CYA – meaning here not "see ya" but "cover your ass". The credit line is amusing though, getting pretty ouroboros here with "pay for Microsoft services".
One reason Microsoft opted to pay for the rights to Inflection’s models was to protect itself from potential lawsuits from Inflection investors if ex-Inflection staff do similar AI development work at Microsoft, even if it doesn’t end up using the software, according to a Microsoft source briefed on the situation.
Yes, of course. Are they going to get any value from the actual models they're buying? Maybe, but also they undoubtedly would have just not licensed those models if they thought they could get away with this whole charade without doing so.
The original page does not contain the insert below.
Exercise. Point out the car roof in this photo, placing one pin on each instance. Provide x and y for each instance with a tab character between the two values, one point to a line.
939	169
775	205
One more thing: Not mention by The Information, but called out by Ben Thompson and others, Inflection had "around 22,000 H100s", as Inflection co-founder Mustafa Suleyman boasted to Reuters at the time of their last funding, in which NVIDIA participated. How many NVIDIA chips is that exactly? "This is approximately three times more compute than what was used to train all of GPT4. Speed and scale are what's going to really enable us to build a differentiated product," Suleyman went on to say.
Those chips, of course, are valuable by themselves. Each H100 can cost something in the range of $30,000 (undoubtedly different deals for bulk purchases, etc). And they're incredible hard to get right now. Let's break out that calculator...
22,000 times $30,000 equals... $660 million. What a strange coincidence! Or not.